# Networks¶

## Overview¶

In deep learning, computations are abstracted into relatively isolated *layers*.
The layers are connected together according to a given *architecture* that
describes a data flow. Starting with the data layer: it takes input from
a dataset or user input, does some data pre-processing, and then produces a stream
of processed data. The output of the data layer is connected to the input of some computation
layer, which again produces a stream of computed output that gets connected to
the input of some upper layers. At the top of a network, there is typically
a layer that produces the network prediction or computes the loss function value
according to provided ground-truth labels.

During training, the same data path, except in the reversed direction, is used to propagate the error back to each layer using chain rules. Via back propagation, each layer can compute the gradients for its own parameters, and update the parameters according to some optimization schemes. Again, the computation is abstracted into layers.

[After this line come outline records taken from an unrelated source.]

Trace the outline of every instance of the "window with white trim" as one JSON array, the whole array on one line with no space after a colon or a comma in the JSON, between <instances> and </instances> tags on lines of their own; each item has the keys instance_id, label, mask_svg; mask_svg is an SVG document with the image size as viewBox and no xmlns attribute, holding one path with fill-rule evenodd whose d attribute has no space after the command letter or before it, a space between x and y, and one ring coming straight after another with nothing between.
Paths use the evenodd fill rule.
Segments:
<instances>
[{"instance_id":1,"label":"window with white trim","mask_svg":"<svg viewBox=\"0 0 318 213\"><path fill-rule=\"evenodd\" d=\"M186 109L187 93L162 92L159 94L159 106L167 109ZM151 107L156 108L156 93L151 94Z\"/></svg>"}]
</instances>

The abstraction and separation of *layers* from the *architecture* is important. The
library implementation can focus on each layer type independently, and does
not need to worry about how those layers are going to be connected with each
other. On the other hand, the network designer can focus on the architecture,
and does not need to worry about the internal computations of layers. This
enables us to compose layers almost arbitrarily to create very deep
/ complicated networks. The network could be carrying out highly sophisticated
computations when viewed as a whole, yet all the complexities are nicely
decomposed into manageable pieces.

Most of the illustrations for (deep) neural networks look like the following image stolen from Wikipedia’s page on Artificial Neural Networks:

When writing Mocha, I found this kind of illustrations a bit confusing, as it
does not align well with the abstract concept of *layers* we just described. In
our abstraction, the computation is done **within** each layers, and the network
architecture specifies the data path connections for the layers only.
In the figure above, the “Input”, “Hidden”, and “Output” labels are put on the
nodes, suggesting the nodes are layers. However, the nodes do not
computate anything, instead, computations are specified by the arrows connecting these
nodes.

I think the following kind of illustration is clearer, for
the purpose of abstracting *layers* and *architectures* separately:

Each layer is now represented as a *box* that has inputs (denoted by \(x^L\)
for the \(L\)-th layer) and outputs (denoted by \(y^L\)). Now the
architecture specifies which layer’s outputs connect to which layer’s inputs
(the dark lines in the figure). On the other hand, the intra-layer connections,
or computations (see dotted line in the figure), should be isolated from the
outside world.

Note

Unlike the intra-layer connections, the inter-layer connections are drawn as simple parallel lines, because they are essentially a point-wise copying operation. Because all the computations are abstracted to be inside the layers, there is no real computation in between them. Mathematically, this means \(x^L=y^{L-1}\). In actual implementation, data copying is avoided via data sharing.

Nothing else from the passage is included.